Ayrıca Akdeniz’e kıyısı olmayan ülkelerle bunların konuşulmasını zul saymakla birlikte mavi vatan savunmamız kimilerinde elbette rahatsızlık yaratacaktı.
Bir başka konu Afganistan’a asker gönderme ve oradaki Havalimanının güvenliğini sağlamak ve işletmek. Afganistan’la dostluğumuz baki ama Afganistan’ın gelen herkesi işgalci sayacağını belirttiğini de unutmayalım.
Erdoğan’ın sözde Ermeni Soykırımı’na, Biden’ın “soykırım” demesinin kabul edilemez olduğunu söylemesi ve mutlaka masaya konacağının altını çizmesine rağmen “hamdolsun konu gündeme gelmedi” demesi. (Bu elbette kendini daha çok iç siyasette hissettirecektir.)
ABD ve Türkiye’nin dostluğunu tartıştığı iki önemli konu, ikisi de “terör” kaynaklı. Biri başımıza oldum olası bela olan Fettulah Gülen’in iadesi. Diğeri ise PKK/PYD ‘ye verilen destek. Dolayısıyla Suriye ve sınırımızdaki güvenlik.
Ve nihayet Halkbank.
Hangileri çözüme ulaştı. Hiçbiri.
Hangilerinin çözüme ulaşmasını bekliyorduk? Hiçbirinin.
Bu tarz görüşmelere fazla önem atfetmek, beklentileri abartılı biçimde yukarı taşımak doğru değildir zaten. Öncelikle kabul etmemiz gerekir ki; Türkiye ile ABD arasında çok ciddi sorunlar var ve bu sorunlar ortalama bir saat sürecek bir toplantıda çözülemez. Diğer taraftan NATO Zirvesi’nde iki müttefik ülke liderinin toplantı sonrası vereceği mesajlarda diplomatik çerçevede sınırlı kalacaktır. Öyle de oldu. İki taraftan da iyi mesajlar verilse de özellikle Cumhurbaşkanı Erdoğan’ın S-400 konusundaki sözleri iyimser beklentilerini her gün biraz daha yukarı taşıyanlar için hayal kırıklığı oldu. Zira zirve öncesinde ortaya atılan senaryolar dolar kurunu 8,28’e kadar gevşetti ise de toplantı sonrasında kuru tekrar 8,50’nin üzerinde gördük.

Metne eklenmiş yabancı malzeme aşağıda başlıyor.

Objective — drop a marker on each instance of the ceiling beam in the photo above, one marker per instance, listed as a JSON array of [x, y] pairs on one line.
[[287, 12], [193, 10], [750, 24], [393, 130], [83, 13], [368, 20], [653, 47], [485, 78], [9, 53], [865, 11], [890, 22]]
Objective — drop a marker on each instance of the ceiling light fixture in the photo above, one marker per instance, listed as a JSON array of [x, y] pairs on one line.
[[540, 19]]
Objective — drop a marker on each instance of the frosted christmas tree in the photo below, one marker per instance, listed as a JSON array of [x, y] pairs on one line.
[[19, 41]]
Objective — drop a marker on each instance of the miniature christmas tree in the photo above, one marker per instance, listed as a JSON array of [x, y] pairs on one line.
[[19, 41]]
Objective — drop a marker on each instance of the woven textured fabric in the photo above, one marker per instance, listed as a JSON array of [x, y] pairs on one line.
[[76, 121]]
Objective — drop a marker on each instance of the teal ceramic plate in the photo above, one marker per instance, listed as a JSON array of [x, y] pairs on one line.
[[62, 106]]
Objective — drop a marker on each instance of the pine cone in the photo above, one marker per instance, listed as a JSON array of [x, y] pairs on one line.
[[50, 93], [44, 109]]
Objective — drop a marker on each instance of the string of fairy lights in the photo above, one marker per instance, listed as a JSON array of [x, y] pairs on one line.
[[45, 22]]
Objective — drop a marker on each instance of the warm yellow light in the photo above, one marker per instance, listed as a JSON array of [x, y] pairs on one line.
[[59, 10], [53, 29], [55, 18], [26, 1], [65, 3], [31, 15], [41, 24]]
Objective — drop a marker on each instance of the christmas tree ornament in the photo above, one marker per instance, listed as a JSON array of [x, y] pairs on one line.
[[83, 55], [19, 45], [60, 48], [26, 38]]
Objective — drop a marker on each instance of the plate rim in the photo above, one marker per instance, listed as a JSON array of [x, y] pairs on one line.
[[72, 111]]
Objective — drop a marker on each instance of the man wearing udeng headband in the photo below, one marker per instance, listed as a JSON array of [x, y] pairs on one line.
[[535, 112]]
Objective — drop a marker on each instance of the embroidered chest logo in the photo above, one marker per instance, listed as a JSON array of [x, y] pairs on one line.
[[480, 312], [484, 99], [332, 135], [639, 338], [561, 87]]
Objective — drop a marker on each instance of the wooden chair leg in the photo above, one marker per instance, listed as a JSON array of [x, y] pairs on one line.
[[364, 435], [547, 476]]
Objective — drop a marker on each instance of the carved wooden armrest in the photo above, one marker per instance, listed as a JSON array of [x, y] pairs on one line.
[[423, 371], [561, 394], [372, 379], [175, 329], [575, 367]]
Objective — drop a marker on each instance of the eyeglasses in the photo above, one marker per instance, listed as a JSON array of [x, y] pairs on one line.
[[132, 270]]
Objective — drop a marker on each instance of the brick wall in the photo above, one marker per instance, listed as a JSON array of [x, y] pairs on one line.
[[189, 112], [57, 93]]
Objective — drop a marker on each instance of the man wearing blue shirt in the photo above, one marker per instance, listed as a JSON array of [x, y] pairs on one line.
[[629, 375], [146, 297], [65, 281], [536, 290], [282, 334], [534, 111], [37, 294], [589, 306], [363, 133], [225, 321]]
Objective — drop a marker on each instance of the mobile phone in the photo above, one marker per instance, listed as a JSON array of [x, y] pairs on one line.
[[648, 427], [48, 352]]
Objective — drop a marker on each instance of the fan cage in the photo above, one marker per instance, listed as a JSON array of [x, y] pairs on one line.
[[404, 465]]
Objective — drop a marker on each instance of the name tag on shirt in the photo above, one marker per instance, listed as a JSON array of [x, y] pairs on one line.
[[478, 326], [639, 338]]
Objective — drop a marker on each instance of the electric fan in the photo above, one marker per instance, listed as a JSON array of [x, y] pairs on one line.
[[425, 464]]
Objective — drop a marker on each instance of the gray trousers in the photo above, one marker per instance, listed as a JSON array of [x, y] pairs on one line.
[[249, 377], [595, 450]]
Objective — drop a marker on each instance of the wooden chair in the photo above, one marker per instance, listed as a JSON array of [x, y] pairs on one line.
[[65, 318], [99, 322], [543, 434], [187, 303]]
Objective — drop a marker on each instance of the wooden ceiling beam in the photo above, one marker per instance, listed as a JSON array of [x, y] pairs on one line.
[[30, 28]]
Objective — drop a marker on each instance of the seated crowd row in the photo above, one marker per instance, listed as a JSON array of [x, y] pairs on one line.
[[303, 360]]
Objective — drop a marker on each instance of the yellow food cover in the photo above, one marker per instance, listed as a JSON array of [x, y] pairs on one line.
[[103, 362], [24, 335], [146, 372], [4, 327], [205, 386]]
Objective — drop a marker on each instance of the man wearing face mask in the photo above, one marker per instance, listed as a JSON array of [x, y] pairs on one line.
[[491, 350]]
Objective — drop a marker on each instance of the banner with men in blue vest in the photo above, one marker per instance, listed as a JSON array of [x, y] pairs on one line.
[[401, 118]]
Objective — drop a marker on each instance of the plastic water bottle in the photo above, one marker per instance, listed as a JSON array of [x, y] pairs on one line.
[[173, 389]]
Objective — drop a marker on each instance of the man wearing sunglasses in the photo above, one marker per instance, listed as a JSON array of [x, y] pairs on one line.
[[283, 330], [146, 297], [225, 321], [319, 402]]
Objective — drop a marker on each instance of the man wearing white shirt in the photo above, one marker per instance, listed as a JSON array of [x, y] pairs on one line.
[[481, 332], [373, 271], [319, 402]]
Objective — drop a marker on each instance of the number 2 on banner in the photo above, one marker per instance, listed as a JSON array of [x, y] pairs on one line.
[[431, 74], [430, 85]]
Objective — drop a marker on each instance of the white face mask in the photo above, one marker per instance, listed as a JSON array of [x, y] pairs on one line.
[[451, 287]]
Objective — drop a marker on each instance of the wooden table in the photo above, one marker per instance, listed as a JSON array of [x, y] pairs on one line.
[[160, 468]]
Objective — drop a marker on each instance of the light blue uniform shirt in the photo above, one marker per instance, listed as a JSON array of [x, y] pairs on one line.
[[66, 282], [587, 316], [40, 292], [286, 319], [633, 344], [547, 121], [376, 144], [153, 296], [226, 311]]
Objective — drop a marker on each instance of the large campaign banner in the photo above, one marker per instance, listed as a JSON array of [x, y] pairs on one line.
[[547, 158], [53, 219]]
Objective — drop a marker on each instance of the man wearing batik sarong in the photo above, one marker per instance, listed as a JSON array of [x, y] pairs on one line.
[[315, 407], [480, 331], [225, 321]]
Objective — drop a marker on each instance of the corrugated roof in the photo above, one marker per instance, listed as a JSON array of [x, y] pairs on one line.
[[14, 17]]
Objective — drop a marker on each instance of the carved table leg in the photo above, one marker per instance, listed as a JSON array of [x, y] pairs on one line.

Türkiye uzun süredir dış siyasetinde ABD ile Rusya arasında sıkışmış durumda. Süreç Türkiye’yi tarafını netleştirmeye zorluyor. Biri NATO üyesi, biri değil. Biri Akdeniz’e inmek istiyor, diğeri Karadeniz’e çıkmak. İkisi de Suriye’yi kontrol etmek istiyor. İkisi de komşumuz. İkisi de dünyanın önemli güçleri. Aralarında önemli bir fark var ama. Birisi yemeğini soğuk yiyor.
Bakalım Türkiye burada tercihini hangisinden yana koyacak.
Ha bu arada; “Bu haftanın en önemli gündem maddelerinden biri Perşembe günü yapılacak TCMB Para Politikası Toplantısı. O da heyecanla bekleniyor” demek isterdim ama kimsenin içinde heyecan falan yok. Kimsenin Merkezi beklediği de yok.